Things That You Need To Know To Be An Accountant
Accountancy is a field full of opportunities and growth, but like any other job pursuit, there’s plenty to learn on the way up the ladder. Whether you’re considering a range of career options, have just decided to pursue work as an accountant, or already have a degree, it’s wise to arm yourself with a few critical pieces of information about the job.
These days, university qualifications are considered an essential starting point for many professions, accounting included. Almost three in five accountants have a bachelor’s degree, and having a skill greatly improves your chances of scoring an entry-level position. Once you have obtained a degree, you’ll be in a position to take on a further study which could open doors to management positions, and you can even complete the study online.
There’s no escaping the fact that accounting is a mathematical profession, best suited to those who love crunching numbers and solving problems. Without these essential elements to your character, you’ll be in danger of finding the job overly tricky or uninteresting. Economics also plays a role in the job of an accountant, since the advice you offer to your clients should also consider external factors such as market competitors and social, legal, or technological changes. Accountants should also be comfortable working with technology since many of the role’s critical tasks require the use of specialized computer software, of which there are a number of options available.
…and Soft Skills
While numbers are significant, accounting is about more than punching data into Excel spreadsheets. Many accountants spend their days in customer-facing situations, which makes your customer service approach paramount to success. Skills in analysis and communication are also very important since you’ll be needing to analyze data samples and convert the information into useful insights that your customers can easily understand and apply.
There are many factors to consider when getting into accountancy and the work you do will depend largely on your area of expertise. While there is a range of options, your job is likely to fall under one of three categories: financial, cost, and management accounting. The area you choose will also determine the clientele you face on a regular basis and the types of issues in question. If you like the idea of playing fortune teller and advising clients on likely future financial outcomes, a management pathway may be the way to go. In contrast, financial accountants typically deal with shareholders analyzing the past trajectory of their portfolios.
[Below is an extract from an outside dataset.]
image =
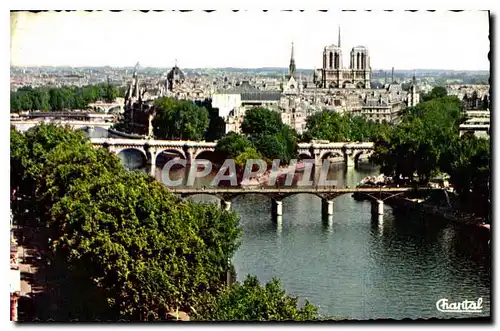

Tax-specific accountancy is another popular option since there will always be a stream of businesses and individuals needing assistance with forms around the end of the financial year.
The Language of Your Field
As an essential component to almost any efficient business operation, accounting is an occupation with scope, and it will be your job to learn the language of whichever field you go into. Doing some research into your field of choice can’t hurt, but your ability to listen and ask intelligent questions will be the key ingredient to your success. By taking the time to understand what is essential to clients in your field, you can make yourself an invaluable resource.
At its most basic level, accounting is about the flow of money, so it’s only natural that you should have an awareness of how money is flowing around the world, and more specifically, through your clients’ businesses or homes. In order to deliver comprehensive advice, you’ll need an understanding of how the market works, and how it fluctuates according to the ebb and flow of economic, social, and political factors. At the very least, you should commit to keeping up to date on the latest financial news and legislations.
Given that accountants can often be found dealing with large sums of money on behalf of clients, there must be laws and regulatory bodies in place to prevent any wrongful action. Often, seemingly innocent actions like altering or destroying an accounting document could be ruled against the law, depending on the information contained and the client involved. You’ll need to know what can and can’t be done under the law, so that you can advise clients in a way that keeps everyone involved out of trouble (and in the black).
If you want to be successful as an accountant, one of the most important things you can do is to get across each of your clients’ unique financial positions, challenges, and opportunities. Similar to keeping an eye on the financial market, staying tuned in to your clients’ portfolios will help you to offer tailored advice and cement yourself in their minds as a trustworthy advisor.
There’s no doubt that the field of accounting is full of opportunity – the question is whether the opportunities available are well-suited to your experience and personality. If you consider yourself to be a good fit for an accounting position, there has never been a better time to try it out.